An Indian name for the river Ganga, Jahnavi means "daughter of Jahnu" and is associated with the sacred river.
Jahnavi is a Sanskrit name of profound religious significance in Hinduism, one of the many epithets of the sacred Ganges River. The name derives from the sage Jahnu (जह्नु), who in the Puranic mythology became so enraged when the Ganges flooded his hermitage and disturbed his meditation that he drank the entire river in a single swallow. The gods petitioned him to release the waters, and he obligingly let the river flow out through his ear — and in some versions, his thigh.
Because of this episode, the Ganges became known as Jahnavi, "daughter of Jahnu," just as she is also called Bhagirathi after the king whose austerities brought her down from heaven, and Ganga after her own divine name. This mythological lineage places Jahnavi in a network of names that identify a person with one of Hinduism's most sacred geographical and spiritual presences. The Ganges in Hindu thought is not merely a river but the embodied form of the goddess Ganga — a purifying divine force capable of washing away the accumulated karma of countless lifetimes.

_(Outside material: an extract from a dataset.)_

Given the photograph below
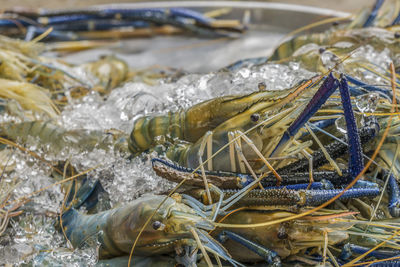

To name a daughter Jahnavi is to invoke this entire complex of sacred meaning: purity, persistence, the capacity to absorb and transform, the connection between heaven and earth. The name has been consistently popular across northern and central India, particularly in families with strong connections to Vaishnava devotional traditions, where the Puranas that tell these stories are regularly recited. It gained some additional visibility through Jahnavi Kapoor, the Bollywood actress and daughter of the legendary Sridevi, who brought the name before a younger generation of Indian audiences. Outside India, Jahnavi travels well in South Asian diaspora communities, its four syllables carrying a rhythm and grace that requires little adjustment across linguistic contexts.